For more power over CSV data, use our SQL on CSV tool to run SELECT queries directly on uploaded CSV files — filtering, sorting, and joining without writing a line of Python.


8. JSON to SQL: Generate INSERT Statements

When populating a database with JSON data, our JSON to SQL Converter generates INSERT statements for any SQL dialect.

Input:

[
  { "id": 1, "name": "Alice", "email": "alice@example.com" },
  { "id": 2, "name": "Bob", "email": "bob@example.com" }
]

Output (PostgreSQL):

INSERT INTO users (id, name, email) VALUES
(1, 'Alice', 'alice@example.com'),
(2, 'Bob', 'bob@example.com');

Supports MySQL, PostgreSQL, SQLite, and SQL Server dialects — handling quoting styles, NULL values, and boolean representation correctly for each.

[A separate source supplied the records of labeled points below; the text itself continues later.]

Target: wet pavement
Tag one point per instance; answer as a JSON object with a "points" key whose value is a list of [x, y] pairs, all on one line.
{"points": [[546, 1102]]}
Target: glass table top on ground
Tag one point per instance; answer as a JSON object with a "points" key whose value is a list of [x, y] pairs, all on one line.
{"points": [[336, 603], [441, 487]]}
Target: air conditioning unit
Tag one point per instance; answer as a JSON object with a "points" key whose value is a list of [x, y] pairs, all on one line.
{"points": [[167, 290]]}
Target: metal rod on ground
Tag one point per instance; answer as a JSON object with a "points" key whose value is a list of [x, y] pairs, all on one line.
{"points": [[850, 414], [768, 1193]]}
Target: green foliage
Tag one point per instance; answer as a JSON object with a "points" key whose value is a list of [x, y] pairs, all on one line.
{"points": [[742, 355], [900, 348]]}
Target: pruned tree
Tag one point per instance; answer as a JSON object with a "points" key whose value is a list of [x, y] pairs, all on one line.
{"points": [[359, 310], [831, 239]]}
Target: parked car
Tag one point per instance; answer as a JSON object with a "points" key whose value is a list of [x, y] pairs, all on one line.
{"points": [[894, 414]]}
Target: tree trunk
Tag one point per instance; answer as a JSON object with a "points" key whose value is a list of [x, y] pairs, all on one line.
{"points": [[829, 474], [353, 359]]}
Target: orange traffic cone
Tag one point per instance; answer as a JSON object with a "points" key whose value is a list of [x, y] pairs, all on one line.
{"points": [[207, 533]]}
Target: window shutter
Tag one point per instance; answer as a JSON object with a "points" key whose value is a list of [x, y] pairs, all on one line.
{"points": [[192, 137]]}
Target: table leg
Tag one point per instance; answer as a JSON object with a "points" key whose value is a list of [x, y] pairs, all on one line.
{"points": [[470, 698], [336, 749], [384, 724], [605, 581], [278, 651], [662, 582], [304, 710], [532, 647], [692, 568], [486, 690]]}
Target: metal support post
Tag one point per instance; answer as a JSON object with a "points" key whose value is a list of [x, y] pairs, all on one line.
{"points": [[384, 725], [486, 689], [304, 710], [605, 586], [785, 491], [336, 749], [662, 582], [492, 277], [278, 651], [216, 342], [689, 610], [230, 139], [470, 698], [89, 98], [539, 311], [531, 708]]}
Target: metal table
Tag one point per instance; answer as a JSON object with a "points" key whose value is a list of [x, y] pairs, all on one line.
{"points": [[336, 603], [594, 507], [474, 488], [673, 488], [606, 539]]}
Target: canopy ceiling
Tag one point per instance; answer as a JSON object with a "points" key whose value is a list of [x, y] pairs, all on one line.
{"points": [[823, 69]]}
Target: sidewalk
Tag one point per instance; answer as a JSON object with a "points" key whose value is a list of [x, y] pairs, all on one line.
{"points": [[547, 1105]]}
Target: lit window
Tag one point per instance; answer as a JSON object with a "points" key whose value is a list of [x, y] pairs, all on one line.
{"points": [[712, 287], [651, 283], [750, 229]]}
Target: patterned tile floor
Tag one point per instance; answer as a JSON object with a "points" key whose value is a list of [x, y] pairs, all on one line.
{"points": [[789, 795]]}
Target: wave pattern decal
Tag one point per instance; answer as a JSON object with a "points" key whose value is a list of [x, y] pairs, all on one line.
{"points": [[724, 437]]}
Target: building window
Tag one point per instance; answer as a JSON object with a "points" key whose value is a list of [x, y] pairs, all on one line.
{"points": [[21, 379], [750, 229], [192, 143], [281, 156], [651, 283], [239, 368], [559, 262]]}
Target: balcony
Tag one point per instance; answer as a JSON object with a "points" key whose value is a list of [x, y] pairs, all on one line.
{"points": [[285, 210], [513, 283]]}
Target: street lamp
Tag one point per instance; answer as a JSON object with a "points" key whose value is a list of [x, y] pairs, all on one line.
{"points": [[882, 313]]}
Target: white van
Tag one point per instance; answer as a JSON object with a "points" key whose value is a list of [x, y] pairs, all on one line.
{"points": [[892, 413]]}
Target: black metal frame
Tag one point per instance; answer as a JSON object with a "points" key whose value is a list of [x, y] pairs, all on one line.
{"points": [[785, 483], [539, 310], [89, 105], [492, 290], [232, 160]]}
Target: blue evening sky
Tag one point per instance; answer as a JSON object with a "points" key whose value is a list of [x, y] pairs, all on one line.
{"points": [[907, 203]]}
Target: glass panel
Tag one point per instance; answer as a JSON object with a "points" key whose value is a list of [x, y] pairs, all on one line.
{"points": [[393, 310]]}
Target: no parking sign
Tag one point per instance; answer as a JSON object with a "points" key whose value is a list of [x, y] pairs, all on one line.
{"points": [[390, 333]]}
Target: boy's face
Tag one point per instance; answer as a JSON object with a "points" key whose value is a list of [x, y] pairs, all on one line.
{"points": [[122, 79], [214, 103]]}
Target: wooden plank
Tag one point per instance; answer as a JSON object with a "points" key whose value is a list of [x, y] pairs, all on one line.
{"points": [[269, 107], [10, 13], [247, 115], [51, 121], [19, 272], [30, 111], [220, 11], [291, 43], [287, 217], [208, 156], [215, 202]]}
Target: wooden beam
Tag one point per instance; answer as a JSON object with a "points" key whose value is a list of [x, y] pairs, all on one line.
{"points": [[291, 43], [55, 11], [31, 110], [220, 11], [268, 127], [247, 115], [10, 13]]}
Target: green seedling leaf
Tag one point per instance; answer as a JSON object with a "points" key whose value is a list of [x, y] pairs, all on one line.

9. JSON Table Viewer: Spreadsheet View of JSON Arrays

Sometimes you don't need to write a query — you just want to see your JSON array as a table. Our JSON Table Viewer renders any JSON array of objects as a sortable, searchable table.

Click a column header to sort. Type in the search box to filter rows. Works with arrays of any size, handles nested objects by flattening them, and highlights matched search terms.


Quick Reference

Task Tool
Format/validate JSON JSON Formatter
Generate TypeScript interfaces JSON to TypeScript
Generate Zod validation schema JSON to Zod
Validate against JSON Schema JSON Schema Validator
Compare two JSON objects JSON Diff Viewer
Find a value's JSONPath JSON Path Finder
Convert JSON ↔ CSV CSV ↔ JSON Converter
Generate SQL INSERT statements JSON to SQL
View JSON as a table JSON Table Viewer

The through-line: all of these tools run entirely in your browser. Large JSON payloads never leave your machine, making them safe to use with production data, API keys embedded in responses, and any sensitive payload you wouldn't want processed by a third-party server.